Pacyga: It was a very peaceful rally. The anarchists were saying things that they always said. Death to the owner class, revolution. Mayor Harrison rode up and everybody yelled, "Hoosah, hoosah, Mayor Harrison." You know, and he took his hat off and he waved at the people and said his little campaign thing. And he stayed at the back and then the police captain, Captain Bonfield, came up, said, "What should we do with this rabble, sir?" And he said, basically, "Let them speak. They've said many worse things than they're saying tonight. And there's no one here. And he says, "I'm going to go home," and he goes home.

Narrator: Captain Bonfield dismissed most of his men. Not all. The last speaker, Samuel Fielden, remembered the men shot at the McCormick Works: "The law is framed for...your enslavers.," he said. "Throttle it, kill it...do everything you can...to impede its progress." Bonfield considered this inflammatory. He ordered the police to march. Fielden was winding down. "He that has to obey the will of another is a slave. Can we do anything except by the strong arm of resistance? ...War has been declared on us. People have been shot. Defend yourselves!" No one noticed the man lurking in the shadows. "Any animal will resist when stepped upon. Are men less than snails or worms?" In the name of the state of Illinois, I command you to disperse," the police captain said. "But we are peaceable," Fielden protested.

Narrator: Seven policemen were killed, mostly by friendly fire.
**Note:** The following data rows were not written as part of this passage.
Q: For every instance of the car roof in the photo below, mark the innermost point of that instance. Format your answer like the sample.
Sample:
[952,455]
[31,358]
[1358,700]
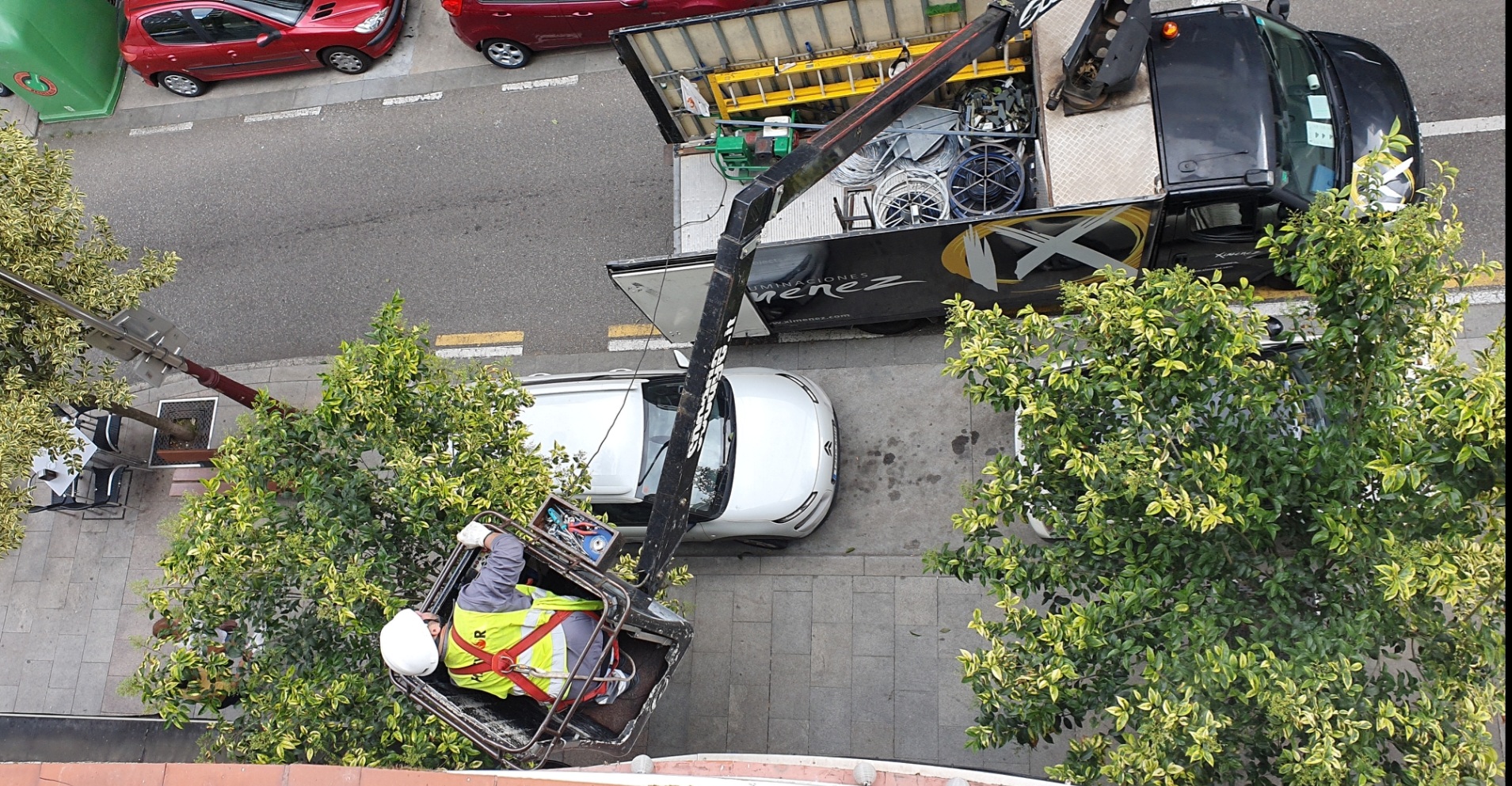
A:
[599,418]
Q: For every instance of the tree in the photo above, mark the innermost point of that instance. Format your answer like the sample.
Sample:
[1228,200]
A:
[326,523]
[46,239]
[1246,593]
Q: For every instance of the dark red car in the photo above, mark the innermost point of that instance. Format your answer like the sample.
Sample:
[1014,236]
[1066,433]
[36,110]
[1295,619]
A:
[183,44]
[508,31]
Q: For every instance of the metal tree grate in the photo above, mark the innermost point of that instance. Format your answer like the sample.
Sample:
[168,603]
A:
[199,410]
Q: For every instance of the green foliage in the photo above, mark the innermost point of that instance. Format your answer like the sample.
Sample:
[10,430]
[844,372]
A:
[676,576]
[46,239]
[327,523]
[1245,594]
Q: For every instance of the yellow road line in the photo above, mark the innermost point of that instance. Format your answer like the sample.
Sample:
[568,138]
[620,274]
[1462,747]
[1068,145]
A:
[474,339]
[632,332]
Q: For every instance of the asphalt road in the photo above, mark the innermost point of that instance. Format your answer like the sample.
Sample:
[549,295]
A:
[495,211]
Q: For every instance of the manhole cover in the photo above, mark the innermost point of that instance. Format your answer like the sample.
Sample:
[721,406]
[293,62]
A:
[201,413]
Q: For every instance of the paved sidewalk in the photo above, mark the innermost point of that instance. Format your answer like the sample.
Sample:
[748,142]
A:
[836,646]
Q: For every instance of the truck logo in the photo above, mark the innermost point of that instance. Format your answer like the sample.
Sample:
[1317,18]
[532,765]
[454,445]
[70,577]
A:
[700,422]
[1034,9]
[1095,237]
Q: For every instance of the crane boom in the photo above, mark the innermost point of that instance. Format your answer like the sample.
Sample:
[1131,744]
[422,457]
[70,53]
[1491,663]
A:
[750,211]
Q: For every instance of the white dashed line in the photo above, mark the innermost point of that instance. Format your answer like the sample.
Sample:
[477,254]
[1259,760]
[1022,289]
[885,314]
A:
[306,112]
[1447,127]
[635,345]
[552,82]
[463,352]
[164,129]
[401,100]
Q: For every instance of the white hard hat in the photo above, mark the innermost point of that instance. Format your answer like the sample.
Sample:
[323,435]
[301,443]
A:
[407,644]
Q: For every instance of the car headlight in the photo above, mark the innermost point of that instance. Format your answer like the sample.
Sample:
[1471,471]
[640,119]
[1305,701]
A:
[372,23]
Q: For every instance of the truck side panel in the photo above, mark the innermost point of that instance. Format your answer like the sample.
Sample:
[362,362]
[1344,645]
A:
[883,275]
The Chicago Times called the workers "rag-tag and bobtail cutthroats of Beelzebub from the Rhine, the Danube, the Vistula, and the Elbe." Labor's largest paper called them "wild beasts." The respected Albany Law Review called them "long-haired, wild-eyed, bad smelling, atheistic, reckless foreign wretches."

So, there you have it (and there is more in the documentary), a bunch of Anarchists, indistinguishable from Socialists, attacked innocent workers as they left the McCormick plant.  The police were protecting victims under attack and some violent attackers were killed.  Somehow over history, and a bit in this documentary, this has been twisted by the Leftists as some heroic stand for the Labor Movement.  In reality, it was a bunch of thankless children in adult bodies who fell for the nonsense that fair wages were not enough and they deserved a business that they never invested a dime in.  The Albany Review was down right prophetic in describing the later rally attendees as "long-haired, wild-eyed, bad smelling, atheistic, reckless foreign wretches," since nothing about their appearance or manner has changed in over one century.
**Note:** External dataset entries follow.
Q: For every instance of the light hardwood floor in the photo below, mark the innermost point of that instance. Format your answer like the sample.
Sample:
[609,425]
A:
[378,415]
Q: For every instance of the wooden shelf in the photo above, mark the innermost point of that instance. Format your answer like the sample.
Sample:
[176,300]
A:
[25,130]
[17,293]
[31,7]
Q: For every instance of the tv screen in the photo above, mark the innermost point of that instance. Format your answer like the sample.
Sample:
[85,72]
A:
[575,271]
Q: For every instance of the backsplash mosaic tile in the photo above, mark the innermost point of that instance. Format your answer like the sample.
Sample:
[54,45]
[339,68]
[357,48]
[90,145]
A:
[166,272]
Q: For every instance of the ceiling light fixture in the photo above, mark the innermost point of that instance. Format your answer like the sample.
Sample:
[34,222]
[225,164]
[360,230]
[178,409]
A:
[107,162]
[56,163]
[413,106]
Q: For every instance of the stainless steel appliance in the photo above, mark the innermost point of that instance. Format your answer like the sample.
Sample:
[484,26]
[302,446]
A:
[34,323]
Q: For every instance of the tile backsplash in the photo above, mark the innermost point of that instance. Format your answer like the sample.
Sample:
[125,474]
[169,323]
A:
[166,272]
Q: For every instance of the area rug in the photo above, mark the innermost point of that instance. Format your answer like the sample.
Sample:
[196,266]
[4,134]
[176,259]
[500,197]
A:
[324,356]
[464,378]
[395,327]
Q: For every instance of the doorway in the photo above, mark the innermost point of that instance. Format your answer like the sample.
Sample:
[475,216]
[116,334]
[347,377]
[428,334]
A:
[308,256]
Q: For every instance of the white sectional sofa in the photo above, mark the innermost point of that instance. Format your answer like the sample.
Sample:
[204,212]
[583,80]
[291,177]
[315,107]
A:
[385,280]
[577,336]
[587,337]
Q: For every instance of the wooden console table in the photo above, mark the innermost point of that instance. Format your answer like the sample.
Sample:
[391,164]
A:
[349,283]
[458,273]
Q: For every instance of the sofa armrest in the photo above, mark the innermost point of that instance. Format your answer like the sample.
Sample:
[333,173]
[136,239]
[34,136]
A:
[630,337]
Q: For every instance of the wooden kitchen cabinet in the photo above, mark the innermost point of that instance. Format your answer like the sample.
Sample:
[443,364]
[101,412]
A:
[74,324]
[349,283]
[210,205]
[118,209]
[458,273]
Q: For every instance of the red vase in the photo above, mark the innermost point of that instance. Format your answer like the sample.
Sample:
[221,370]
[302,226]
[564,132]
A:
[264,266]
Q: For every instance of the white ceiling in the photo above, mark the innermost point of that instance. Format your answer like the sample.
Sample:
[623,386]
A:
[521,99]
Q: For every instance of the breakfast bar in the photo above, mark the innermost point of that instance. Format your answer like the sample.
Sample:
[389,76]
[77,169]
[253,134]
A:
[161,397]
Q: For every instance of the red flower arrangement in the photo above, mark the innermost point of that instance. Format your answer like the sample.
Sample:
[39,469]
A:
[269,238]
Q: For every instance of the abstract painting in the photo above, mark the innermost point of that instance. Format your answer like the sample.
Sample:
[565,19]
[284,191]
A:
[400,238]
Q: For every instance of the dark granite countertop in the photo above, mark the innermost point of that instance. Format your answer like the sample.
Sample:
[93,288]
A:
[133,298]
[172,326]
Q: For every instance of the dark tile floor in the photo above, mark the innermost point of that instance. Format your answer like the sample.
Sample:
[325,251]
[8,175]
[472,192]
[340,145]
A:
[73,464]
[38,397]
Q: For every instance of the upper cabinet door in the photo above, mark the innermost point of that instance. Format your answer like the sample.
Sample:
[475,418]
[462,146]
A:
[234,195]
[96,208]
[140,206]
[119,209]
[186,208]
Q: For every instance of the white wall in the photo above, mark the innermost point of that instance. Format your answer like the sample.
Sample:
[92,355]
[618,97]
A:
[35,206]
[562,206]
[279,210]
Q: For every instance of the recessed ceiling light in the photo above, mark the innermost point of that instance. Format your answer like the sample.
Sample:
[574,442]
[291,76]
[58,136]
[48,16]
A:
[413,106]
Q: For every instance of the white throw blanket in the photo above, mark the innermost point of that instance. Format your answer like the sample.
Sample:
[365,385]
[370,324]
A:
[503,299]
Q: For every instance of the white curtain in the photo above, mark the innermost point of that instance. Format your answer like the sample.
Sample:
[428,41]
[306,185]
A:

Update: In a probably unwitting attempt at freshness and uniqueness, the funky, smelly #Occupy crowd plan to replicate the Prairie Avenue incidents mentioned above, this time in the Chicago suburbs, as reported by Roe Conn and Richard Roeper on WLS 890 AM, Chicago.  Targets include towns where "high profile members of the 1% live"  Check for updates on their blog.
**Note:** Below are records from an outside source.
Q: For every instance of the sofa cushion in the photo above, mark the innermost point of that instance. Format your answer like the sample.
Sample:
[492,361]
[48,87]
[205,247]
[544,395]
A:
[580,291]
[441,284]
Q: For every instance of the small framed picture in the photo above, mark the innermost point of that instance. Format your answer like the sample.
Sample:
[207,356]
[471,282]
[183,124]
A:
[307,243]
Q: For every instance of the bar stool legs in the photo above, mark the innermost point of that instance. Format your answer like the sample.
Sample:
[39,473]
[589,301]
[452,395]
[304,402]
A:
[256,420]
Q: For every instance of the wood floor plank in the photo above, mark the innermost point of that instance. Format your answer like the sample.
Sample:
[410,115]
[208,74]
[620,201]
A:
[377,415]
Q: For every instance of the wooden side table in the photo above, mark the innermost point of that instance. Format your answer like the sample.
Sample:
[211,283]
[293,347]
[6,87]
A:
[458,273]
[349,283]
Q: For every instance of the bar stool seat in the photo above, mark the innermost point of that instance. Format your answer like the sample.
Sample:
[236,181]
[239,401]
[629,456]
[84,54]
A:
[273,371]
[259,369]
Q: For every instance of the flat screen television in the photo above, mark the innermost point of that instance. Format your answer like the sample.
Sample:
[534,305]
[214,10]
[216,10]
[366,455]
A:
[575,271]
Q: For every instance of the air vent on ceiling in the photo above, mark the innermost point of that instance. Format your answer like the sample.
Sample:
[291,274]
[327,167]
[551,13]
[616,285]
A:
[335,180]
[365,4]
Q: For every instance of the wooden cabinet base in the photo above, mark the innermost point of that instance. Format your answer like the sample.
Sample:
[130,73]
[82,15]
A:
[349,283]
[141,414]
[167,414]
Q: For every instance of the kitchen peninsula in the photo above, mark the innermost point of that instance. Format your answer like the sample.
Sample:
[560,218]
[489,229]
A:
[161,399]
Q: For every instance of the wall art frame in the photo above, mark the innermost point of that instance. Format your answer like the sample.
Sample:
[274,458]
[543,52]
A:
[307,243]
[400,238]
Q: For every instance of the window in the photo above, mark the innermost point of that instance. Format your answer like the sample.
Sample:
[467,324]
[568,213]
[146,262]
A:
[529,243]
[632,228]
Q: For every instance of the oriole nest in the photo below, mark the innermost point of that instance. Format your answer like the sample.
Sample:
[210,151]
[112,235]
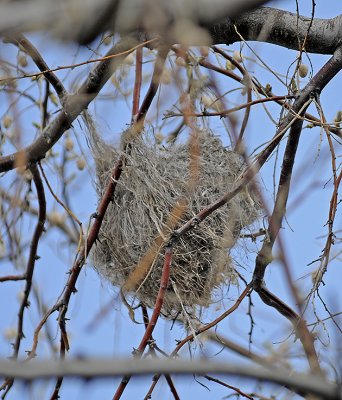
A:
[135,228]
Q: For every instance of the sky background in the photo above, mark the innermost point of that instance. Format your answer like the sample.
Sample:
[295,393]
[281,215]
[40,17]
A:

Something very disappointing about this post is how hard it was to find the PBS information, vs. a CSPAN clip.  PBS does not have the video online, one must order a DVD.  If it were on any CSPAN channel, it would be free to view and share.  Finding the transcript was easy, if you knew of its existence in advance.  Trying to find it through the events mentioned is fruitless.  Hopefully, this humble blog post will help others find this hidden gem for their research.